動画一枚210円で食べていく世界。・・・一話1000万レベルでこれということは、一話予算が650万円だったエヴァはどういう状態だったのだろう?

この答えとしては、「アニメータ等にとっては特に違いはない」という解答が最も正解に近いだろう。
「制作費を増やす」ことと「仕事単価を上げる」ことは、同じようでいて別の話だ。制作費を増やせば自動的に仕事単価が上がるわけではない、ということも考えなければならない。


テレビアニメ30分を作るための制作費は確実に増加してきている。
10年前は700万円800万円と言われていたものが、今は1000万円ほどといわれる。
上記の『エヴァンゲリオン』が650万円だったのに対し『バンブーブレード』は1000万というのも一つの証拠になる。
また、20年前のアニメと10年前のアニメ、10年前のアニメと今のアニメの動画枚数を比べてみれば一目瞭然だろう。
そして、(たぶん)その20年間アニメータの仕事単価は減少もしないかわりに、ほとんど上昇もしていない。


つまり、制作費の増加分がそのまま動画枚数の増加など質の向上にまわされ、アニメータ等の労働条件の改善には回されていないということになる。
制作費の増加傾向にある中で、その全てを質の向上にあてるのではなく、一部を制作スタッフの労働条件改善にあてる方法があるのかどうかを考えていかなければならない。

テレビアニメ製作の三層構造

上記のリンク先や他の「中間搾取が〜」といった意見を見ていると、「テレビ局などの製作側」vs「アニメータ等の制作側」という二項対立をベースに議論を成されている気がするが、むしろ三層で考えるべきだと思う。
アニメータは、制作会社の従業員として雇用されているわけではなく、フリーで一つ一つの仕事を請け負う個人事業者が多い。そのため、制作会社とアニメータ等の制作スタッフを同一視するべきではない。

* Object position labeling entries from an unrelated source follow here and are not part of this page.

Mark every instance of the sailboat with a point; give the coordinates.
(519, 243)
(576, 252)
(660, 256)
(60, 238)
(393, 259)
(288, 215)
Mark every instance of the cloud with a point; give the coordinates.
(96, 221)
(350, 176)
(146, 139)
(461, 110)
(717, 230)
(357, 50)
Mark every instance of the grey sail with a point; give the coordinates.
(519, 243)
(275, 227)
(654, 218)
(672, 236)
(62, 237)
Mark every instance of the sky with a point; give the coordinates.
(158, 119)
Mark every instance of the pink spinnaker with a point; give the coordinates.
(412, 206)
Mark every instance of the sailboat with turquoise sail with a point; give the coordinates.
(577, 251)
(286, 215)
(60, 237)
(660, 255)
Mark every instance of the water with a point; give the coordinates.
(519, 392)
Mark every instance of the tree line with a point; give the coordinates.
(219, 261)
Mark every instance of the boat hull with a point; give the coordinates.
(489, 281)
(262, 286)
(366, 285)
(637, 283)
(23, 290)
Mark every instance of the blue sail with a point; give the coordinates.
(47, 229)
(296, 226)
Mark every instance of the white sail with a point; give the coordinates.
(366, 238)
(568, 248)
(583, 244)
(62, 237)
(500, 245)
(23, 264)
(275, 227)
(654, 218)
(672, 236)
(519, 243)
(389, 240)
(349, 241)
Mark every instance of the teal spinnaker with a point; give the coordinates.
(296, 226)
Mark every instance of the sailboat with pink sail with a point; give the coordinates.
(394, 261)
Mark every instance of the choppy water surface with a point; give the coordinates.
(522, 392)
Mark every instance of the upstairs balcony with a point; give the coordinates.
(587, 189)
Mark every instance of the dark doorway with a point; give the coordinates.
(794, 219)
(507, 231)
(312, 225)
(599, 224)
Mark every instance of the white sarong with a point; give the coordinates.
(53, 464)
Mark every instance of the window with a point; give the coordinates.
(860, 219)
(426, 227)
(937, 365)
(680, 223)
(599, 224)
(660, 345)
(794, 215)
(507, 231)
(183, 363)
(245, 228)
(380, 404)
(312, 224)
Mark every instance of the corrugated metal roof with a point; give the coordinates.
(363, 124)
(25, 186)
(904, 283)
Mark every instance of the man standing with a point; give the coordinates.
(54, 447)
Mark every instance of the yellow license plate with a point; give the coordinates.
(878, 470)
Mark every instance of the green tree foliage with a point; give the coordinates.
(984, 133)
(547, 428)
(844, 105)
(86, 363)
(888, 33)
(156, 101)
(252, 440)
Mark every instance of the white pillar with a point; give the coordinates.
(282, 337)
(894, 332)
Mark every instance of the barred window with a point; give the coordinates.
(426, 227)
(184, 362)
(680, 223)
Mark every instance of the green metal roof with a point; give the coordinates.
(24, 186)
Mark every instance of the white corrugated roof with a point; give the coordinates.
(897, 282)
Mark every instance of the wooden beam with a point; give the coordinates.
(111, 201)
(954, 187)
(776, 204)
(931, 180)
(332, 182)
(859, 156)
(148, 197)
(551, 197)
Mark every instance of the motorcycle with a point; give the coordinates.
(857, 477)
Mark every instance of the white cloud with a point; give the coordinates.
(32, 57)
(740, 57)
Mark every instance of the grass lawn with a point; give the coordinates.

「製作委員会(製作者)」←→「制作会社」←→「アニメータ等の制作スタッフ」


アニメータ等の労働条件の改善が難しいのは、製作者と制作者の間に制作会社というクッションが入る三層構造となっていることも一つの要因ではないだろうか。
アニメータが仕事単価の上昇を要求する先は制作会社となり、アニメの制作費を決定する製作委員会ではない。制作会社は、制作費を製作委員会からの受注金額内におさめなければ赤字となってしまうため、要求を呑みたくても呑めない。
また、製作委員会が制作費の増額を決定しても、制作会社は利益確保のため・自社の評判を挙げ実績を積み重ねるために仕事単価を上げるよりも作品の質を上げることを優先してしまう。
特に、元請け制作会社がさらに下請制作会社に発注したりと、制作会社の中でも多層構造ができあがるため、製作者とクリエイターの間に何重ものクッションが入ることとなり、お金を出す側と最終的に受け取る側が直接交渉できない。

アニメの供給過剰・競争過多と制作スタッフの労働条件

最近のアニメが多すぎるから儲からない、という話と、アニメータ等の労働条件が改善されないという話は全く別のこととして考えていいんじゃなかろうか。

アニメの供給過剰・競争過多については、三層構造の「製作者」の部分での競争が激しくなっているだけと言える。
「制作会社」にとっては受注数が増える分(制作数を増やせれば)利益が増えるという状況になっている。そしてアニメータ等にとっては、状況の変化はほとんどない。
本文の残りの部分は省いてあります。